Watt: FHFA won’t raise loan limits, enter GSE reform debate

by Ryan Smith14 May 2014
The director of the Federal Housing Finance Agency says the FHFA won’t be raising loan limits – or entering the debate on mortgage reform.

Speaking at the Brookings Institution Tuesday, FHFA Director Mel Watt said the mortgage reform debate was best left to Congress.

“One topic that is not on FHFA’s agenda, because it’s not part of our statutory mandate, is housing finance reform legislation. My guess is that there were many people who expected that I would start talking about reform legislation the minute I got to FHFA,” Watt said. “I am well aware, and regularly express my belief, that conservatorship should never be viewed as permanent or as a desirable end state and that housing finance reform is necessary. However, Congress and the Administration have the important job of deciding on housing finance reform legislation, not FHFA. Instead, our task is to continue to fulfill our statutory mandates, to execute our Strategic Plan and to manage the present status of Fannie Mae and Freddie Mac.”  

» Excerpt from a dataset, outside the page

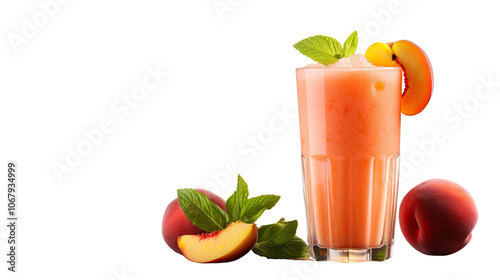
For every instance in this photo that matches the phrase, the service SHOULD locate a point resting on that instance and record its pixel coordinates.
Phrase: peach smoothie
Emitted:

Watt also addressed an unpopular proposal made by his predecessor, former Acting Director Edward DeMarco. In September, DeMarco announced his intention to lower the maximum sizes of loans purchasable by Fannie and Freddie, a move which prompted immediate condemnation from industry groups and housing advocates. Upon taking the reins at the FHFA, Watt immediately suspended to plan to further evaluate its implications.

“As market participants are already aware, FHFA released a proposal last year suggesting that the agency would use its conservatorship authority to lower the mortgage amounts eligible for guarantee by Fannie Mae or Freddie Mac,” Watt said Tuesday. “Many groups and individuals submitted feedback in response to the Request for Input, and FHFA has thoroughly reviewed and evaluated those responses. I am announcing today that FHFA will not use its authority as conservator to reduce current loan limits. This decision is motivated by concerns about how such a reduction could adversely impact the health of the current housing finance market.”


  • by MARTIN SISK | 5/14/2014 10:45:31 AM

    You know the median house sells for 221,800, that's 70% of the market or more. So why go to $417K for the 30% and GSEs grow too large? Let the private sector take the mortgages above $225K, right now the rates on 30 year fixed are only about 0.50 higher for mortgages above $417K.

  • by Nicole | 5/14/2014 11:38:11 AM

    The median price house in the San Francisco Bay Area is way over $221,800. At $221,800, you can get a fixer upper in a distressed suburban area, if that.